I filosofi umanisti “non erano solo dei teorici che si limitavano a ragionare e riflettere, ma erano anche pensatori che operavano, che facevano ricerca, insomma erano anche scienziati. Non solo, ma anche maghi in quanto si occupavano di scienza della natura e operavano sul piano naturale” (da E. Garin. L’Uomo del Rinascimento, Ed. Laterza, pag. 186). Erano intellettuali che cercavano nuove strade, dato che quelle a disposizione non portavano più da nessuna parte. Si sentivano soffocare da una cultura accademica, amministrata da severi maestri che nelle Università ignoravano che al di fuori degli antichi punti di riferimento come Aristotele e Tolomeo, altri pensatori stavano aprendo nuovi orizzonti: Copernico, Keplero e Galileo erano già nell’aria.
Ficino apparteneva alla categoria dei medici-filosofi ma non era solo, vi faceva parte anche Pomponazzi il dissacratore, Enrico Cornello Agrippa, che si proponeva di smascherare i ciarlatani e salvare i maghi autentici e Pico della Mirandola con l’astronomia. E poi c’era lui, il più inquieto e bizzarro degli umanisti, Paracelso, medico, alchimista, filosofo e mago.
Tutti questi personaggi, pur diversi nel carattere, ponevano al centro delle loro speculazioni l’uomo, con la sua libertà di ragionare, scandagliare la natura al di fuori di dogmi ed imposizioni “La medicina - scriveva Paracelso - è fondata sulla filosofia, come l’astronomia, l’alchimia, perché fondata sulla natura. Il medico deve procedere partendo dalla natura, che altro è la natura se non la filosofia; e la filosofia cos’altro è se non la natura invisibile?”.

Le trappole di ieri e di oggi


Al drappello dei medici-filosofi citati va aggiunto anche Girolamo Cardano, medico e matematico in giro per il mondo con le sue disgrazie e la sua genialità.
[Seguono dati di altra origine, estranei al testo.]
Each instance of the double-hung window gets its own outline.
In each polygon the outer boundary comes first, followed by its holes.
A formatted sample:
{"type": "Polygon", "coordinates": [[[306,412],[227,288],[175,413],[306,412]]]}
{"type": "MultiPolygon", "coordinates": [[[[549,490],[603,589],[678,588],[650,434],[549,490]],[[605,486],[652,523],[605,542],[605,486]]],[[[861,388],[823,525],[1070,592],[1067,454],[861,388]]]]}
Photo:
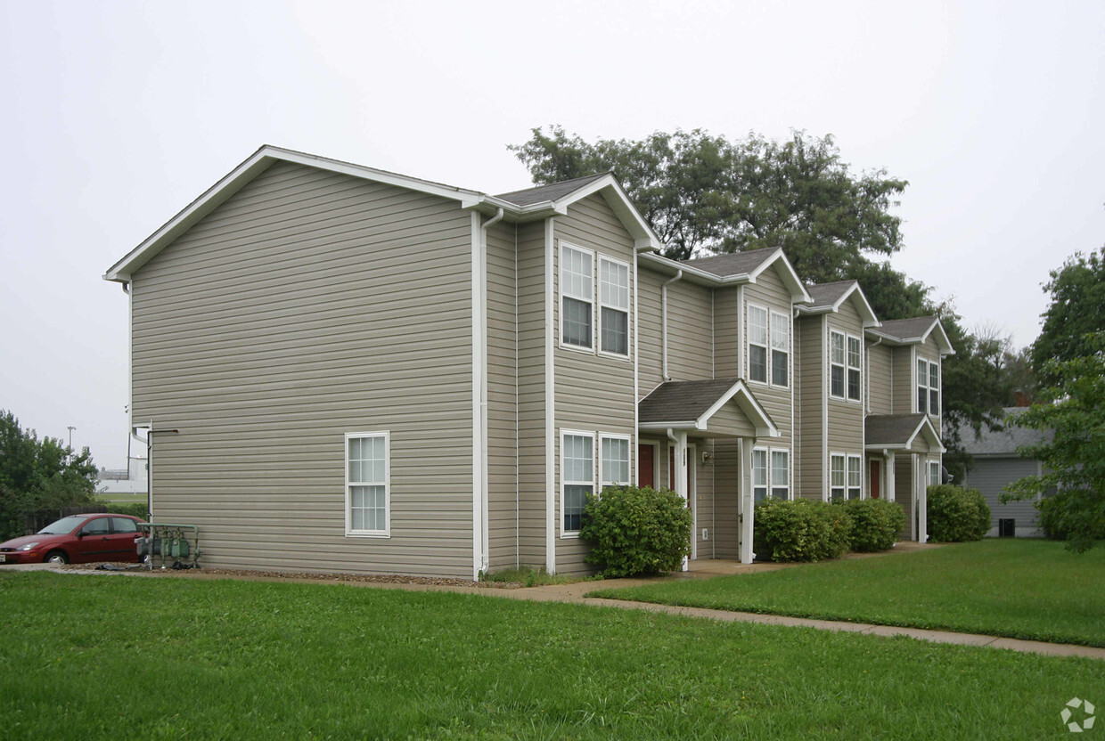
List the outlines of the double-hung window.
{"type": "Polygon", "coordinates": [[[591,348],[594,309],[594,257],[587,250],[560,245],[560,342],[591,348]]]}
{"type": "Polygon", "coordinates": [[[599,483],[602,486],[629,486],[629,437],[602,435],[599,447],[602,451],[599,483]]]}
{"type": "Polygon", "coordinates": [[[857,455],[848,456],[848,498],[860,499],[863,496],[863,458],[857,455]]]}
{"type": "Polygon", "coordinates": [[[753,448],[753,499],[756,502],[767,499],[768,491],[768,451],[766,447],[753,448]]]}
{"type": "Polygon", "coordinates": [[[832,500],[843,499],[848,490],[844,486],[844,461],[846,456],[833,453],[829,456],[829,498],[832,500]]]}
{"type": "Polygon", "coordinates": [[[753,448],[753,499],[790,498],[790,451],[753,448]]]}
{"type": "Polygon", "coordinates": [[[790,451],[771,451],[771,497],[790,499],[790,451]]]}
{"type": "Polygon", "coordinates": [[[848,398],[851,401],[860,401],[861,369],[863,368],[863,342],[859,337],[848,338],[848,398]]]}
{"type": "Polygon", "coordinates": [[[561,532],[577,533],[587,495],[594,494],[594,435],[566,432],[560,438],[561,532]]]}
{"type": "Polygon", "coordinates": [[[844,398],[844,335],[829,332],[829,395],[844,398]]]}
{"type": "Polygon", "coordinates": [[[767,309],[748,305],[748,378],[767,383],[767,309]]]}
{"type": "Polygon", "coordinates": [[[917,359],[917,413],[940,413],[940,366],[933,360],[917,359]]]}
{"type": "Polygon", "coordinates": [[[599,257],[599,349],[629,356],[629,265],[599,257]]]}
{"type": "Polygon", "coordinates": [[[390,453],[387,432],[346,435],[346,534],[390,534],[390,453]]]}
{"type": "Polygon", "coordinates": [[[771,385],[787,385],[790,370],[790,317],[771,311],[771,385]]]}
Le trappole di quegli uomini erano gli schemi accademici, l’autoritarismo di una cultura incasellata nelle Università che impediva ogni confronto, ogni critica e ogni approfondimento.
Le trappole attuali per i medici, soprattutto i medici di famiglia (che con il loro approccio olistico e bio-psico-sociale sono i più vicini alla mater philosophia), sono la burocrazia, le linee guida, l’imposizione della dottrina del risparmio, le sofferenze degli altri considerate in astratto, amministrate come voci commerciali, la parcellizzazione della medicina nelle innumerevoli specializzazioni.
È necessario liberarsi da queste reti che ci avviluppano, dobbiamo riconsiderare l’uomo, e con esso l’uomo-ammalato. Se non possiamo farlo materialmente, dobbiamo farlo mentalmente, culturalmente, spiritualmente. Ritornando al periodo più glorioso della storia dell’uomo, riacquisteremo la piena libertà intellettuale, ritorneremo filosofi, matematici, astronomi e anche “maghi dell’anima” se ciò dovesse servire a indicare la via giusta per salvare noi stessi e la nostra professione.
Marsilio Ficino lo fece e i tanti colleghi che lo seguirono non furono da meno.